Tuesday, December 31, 2013

Awesome Fundraiser to Bless Many Families!

I LOVE these products! 

Sevenly is doing a fundraiser again this year for Reece's Rainbow, but this year the proceeds are benefitting families who are waiting to travel to bring their child home! 

That includes us! I haven't said much, but with the new regulations, we are no longer fully funded (we will be needing around $1,500 or more in addition to what we have already raised). But so many other families are far short of what they need to bring their child/children home!

 All the proceeds from this fundraiser will be divided equally between all of the families! Check it out and order some T-Shirts - $7 from each item purchased will go to these families  - these are the "almost home" families/children, and we are only one of many families in this category!

These hats are hand knit by women in Uganda

Over $3,000 has already been raised for these families already!  This campaign only lasts a week (I think it started today, but I am not sure).  
These are made in Costa Rica providing jobs there! 

Please consider purchasing something, and please share on your social networking (blog, FB, twitter, Google+) and help these families bring their children home!!!

This event ends January 6, so don't wait to order!

Thursday, September 5, 2013

Esther is Growing Up!

Here's a quick update on things Esther is learning to do!

At camp last summer she found a broken bad-mitten racket and was playing it like a guitar for all she was worth.  Recently we found an adorable little tune-able toddler guitar and she loves it!

She has begun to be dry some mornings, so we began to get her on the potty seat and she has had success most mornings!  She loves the routine, and she gets so excited when she has success!  She has even begun to tell me when she is "stinky"!  This is HUGE!

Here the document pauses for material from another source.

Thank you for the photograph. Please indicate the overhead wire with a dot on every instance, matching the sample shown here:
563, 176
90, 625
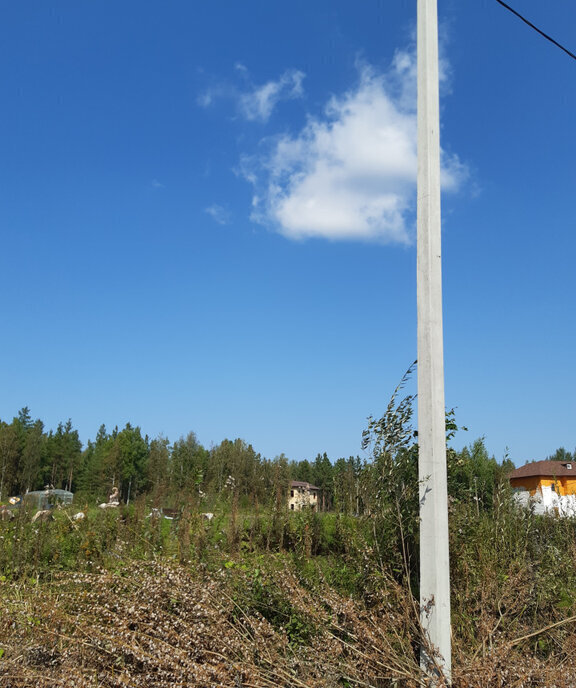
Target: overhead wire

We are also seeing progress in her cognitive development through the Can Do therapy program I am doing with her.  She now knows the names of nearly all the photo cards that I use with her, and just this week she was able to see two cards, and then find their matches after I took the cards away!  She is also able to repeat back to me some of the sounds for letters!  She LOVES working with these cards and gets so excited when she gets it right.  I'm so glad we were able to begin this program with her.  She doesn't like some of the physical things, but she loves all the attention!

She is talking a lot, but we can't always understand what she is saying.  I love it when we finally understand a word that she's been saying for a while.  Once we have context, then we can totally understand what she is saying, but many times, without context, we just can't figure it out.  Once we know it, sometimes is seems silly that we didn't understand it!

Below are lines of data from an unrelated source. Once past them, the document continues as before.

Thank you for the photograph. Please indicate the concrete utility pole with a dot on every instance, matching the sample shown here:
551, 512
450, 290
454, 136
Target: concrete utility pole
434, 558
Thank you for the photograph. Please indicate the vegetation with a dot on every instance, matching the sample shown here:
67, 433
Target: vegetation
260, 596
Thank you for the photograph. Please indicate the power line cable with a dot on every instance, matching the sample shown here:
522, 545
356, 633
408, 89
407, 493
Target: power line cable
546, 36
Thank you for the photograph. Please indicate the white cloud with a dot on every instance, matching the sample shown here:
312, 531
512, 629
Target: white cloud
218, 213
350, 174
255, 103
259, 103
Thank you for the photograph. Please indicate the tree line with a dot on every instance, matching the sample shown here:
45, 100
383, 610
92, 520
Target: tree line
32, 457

Esther LOVES going to the beach.  We had a little scare earlier this summer when she decided to follow the big kids and got in deeper that she was prepared for and her floaty swimsuit kept her afloat, but she got her head under the water longer than she likes and I was afraid she was going to lose her love of the beach, but our day at the beach and couple weeks ago proved that she is still 100% a fish.  She was the first one in and the last one out!

I re-arranged the girls' bedroom this week.  Esther was SO excited about the change.  I had taken her top blanket to be washed, so it was missing for a couple of days. When I brought it back she acted like it was her long lost friend!

 Her excitement over everyday things is so captivating!  I'm sure her birthday this year (in just a couple of weeks now) will be a most over-the-top exciting day for her!

Tuesday, August 6, 2013

Thursday, June 6, 2013

Esther "Can Do" Therapy

Esther LOVES to help Carese...
far more than Carese likes to be helped, though!
Summer has arrived, and with it some beautiful weather!  In the past few months, we were given a swing set which is getting a lot of use now, and we got a steal of a deal on a swimming pool (ours died of old age last year) as well.  The kids haven't been in the pool much in the last two weeks due to cool/rainy weather, but that all changed this week!

Esther enjoyed our first "Lake Day"
Summer also means "Lake Days."  We have some sweet friends who live on the lake, and they invite us over almost every week for some beach time.  We all enjoy this special treat!  Last Friday was our first "Lake Day" and we all had so much fun.  Esther spent almost the entire time in the water, and enjoyed every minute of the day.  Carese kept me busy, and it took a while for her to get used to wearing a life jacket, but Esther had no problems with the "life jacket all the time" rule at all!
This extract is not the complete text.